Chairman of the Democratic Party
- In office 6 December 2020 – 14 December 2025
- Preceded by: Wu Chi-wai
- Succeeded by: Party dissolved

Vice-Chairman of the Democratic Party
- In office 16 December 2012 – 6 December 2020
- Chairperson: Emily Lau Wu Chi-wai
- Preceded by: Emily Lau Sin Chung-kai
- Succeeded by: Lam Cheuk-ting Edith Leung

Member of the Southern District Council
- In office 1 January 2012 – 10 July 2021
- Preceded by: Wong Che-ngai
- Constituency: Lei Tung II

Personal details
- Born: 1 June 1984 (age 41) Hong Kong
- Party: Democratic Party
- Education: Sing Yin Secondary School
- Alma mater: University of Hong Kong (BSW)
- Occupation: Social worker District councillor

= Lo Kin-hei =

Chinese politician in Hong Kong

Lo Kin-hei (羅健熙; born 1 June 1984) is a Hong Kong politician who was the final chairman of the Democratic Party and a former member of the Southern District Council, representing the Lei Tung II constituency from 2012 to 2021.

==Career==
Born in 1984, Lo graduated from the University of Hong Kong with the Bachelor of Social Work in 2006. He is a registered social worker.
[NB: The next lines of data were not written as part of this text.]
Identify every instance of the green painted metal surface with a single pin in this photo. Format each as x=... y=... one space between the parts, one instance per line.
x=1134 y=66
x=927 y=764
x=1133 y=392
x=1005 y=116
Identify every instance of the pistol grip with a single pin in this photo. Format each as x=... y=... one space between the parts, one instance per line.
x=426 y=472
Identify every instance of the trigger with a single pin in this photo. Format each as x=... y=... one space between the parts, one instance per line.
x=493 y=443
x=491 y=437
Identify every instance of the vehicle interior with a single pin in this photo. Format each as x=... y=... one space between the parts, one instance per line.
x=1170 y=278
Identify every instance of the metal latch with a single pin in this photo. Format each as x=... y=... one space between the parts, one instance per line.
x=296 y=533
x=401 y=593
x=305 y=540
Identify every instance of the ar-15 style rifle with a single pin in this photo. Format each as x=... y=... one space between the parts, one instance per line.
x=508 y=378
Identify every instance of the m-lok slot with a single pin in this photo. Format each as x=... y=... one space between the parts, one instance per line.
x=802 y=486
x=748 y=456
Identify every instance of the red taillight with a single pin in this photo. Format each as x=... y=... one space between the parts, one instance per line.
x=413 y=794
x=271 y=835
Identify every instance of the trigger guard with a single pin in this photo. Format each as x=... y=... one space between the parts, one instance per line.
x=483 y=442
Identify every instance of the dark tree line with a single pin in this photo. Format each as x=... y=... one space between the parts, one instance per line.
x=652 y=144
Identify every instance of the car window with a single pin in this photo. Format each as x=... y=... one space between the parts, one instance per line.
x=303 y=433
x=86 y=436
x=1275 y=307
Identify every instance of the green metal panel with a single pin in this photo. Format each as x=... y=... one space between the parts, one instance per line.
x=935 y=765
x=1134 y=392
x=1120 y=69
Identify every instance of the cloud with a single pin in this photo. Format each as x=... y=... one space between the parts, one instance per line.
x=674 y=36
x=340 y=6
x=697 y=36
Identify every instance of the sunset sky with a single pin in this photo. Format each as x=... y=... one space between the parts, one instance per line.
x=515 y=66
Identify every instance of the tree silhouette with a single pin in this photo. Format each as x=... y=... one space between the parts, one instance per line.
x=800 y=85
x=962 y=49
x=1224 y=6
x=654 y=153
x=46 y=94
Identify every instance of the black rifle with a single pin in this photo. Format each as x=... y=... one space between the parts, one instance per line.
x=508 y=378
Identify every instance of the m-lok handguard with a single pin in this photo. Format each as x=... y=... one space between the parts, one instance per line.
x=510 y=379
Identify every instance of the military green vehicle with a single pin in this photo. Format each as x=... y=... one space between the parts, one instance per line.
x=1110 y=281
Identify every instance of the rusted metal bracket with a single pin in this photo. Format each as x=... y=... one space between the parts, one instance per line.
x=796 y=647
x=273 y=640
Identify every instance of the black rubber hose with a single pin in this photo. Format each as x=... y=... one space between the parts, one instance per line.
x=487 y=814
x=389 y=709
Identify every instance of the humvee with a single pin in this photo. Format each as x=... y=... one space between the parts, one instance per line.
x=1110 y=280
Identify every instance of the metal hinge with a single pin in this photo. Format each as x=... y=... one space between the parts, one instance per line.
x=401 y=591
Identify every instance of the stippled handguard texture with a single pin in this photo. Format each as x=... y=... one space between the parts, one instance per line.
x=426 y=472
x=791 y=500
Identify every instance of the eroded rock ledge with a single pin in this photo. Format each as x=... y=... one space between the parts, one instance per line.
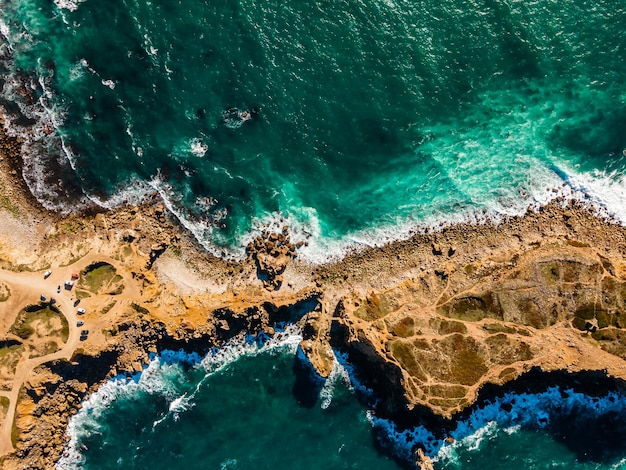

He joined the Democratic Party and first contested in the 2007 District Council elections, contesting in the Lei Tung II constituency covering the Lei Tung Estate in Ap Lei Chau. He lost by a narrow margin of 27 votes. He contested in the same constituency in the next District Council elections in 2011 and succeeded in taking a seat with 2,346 votes.

He was also member of the pan-democratic candidate list "Demo-Social 60" in the 2011 Election Committee Subsector election for the Social Welfare Subsector and was elected.

In the party leadership election in December 2012, Lo was elected as Vice-Chairman with his senior Richard Tsoi, becoming the youngest Vice-Chairman in party's history.

After the 2019 District Council election, Lo called the vote in effect a "vote of no-confidence" in the political establishment, including Hong Kong's leader, Carrie Lam, and key Chinese officials such as Zhang Xiaoming, head of the State Council's Hong Kong and Macau Affairs Office.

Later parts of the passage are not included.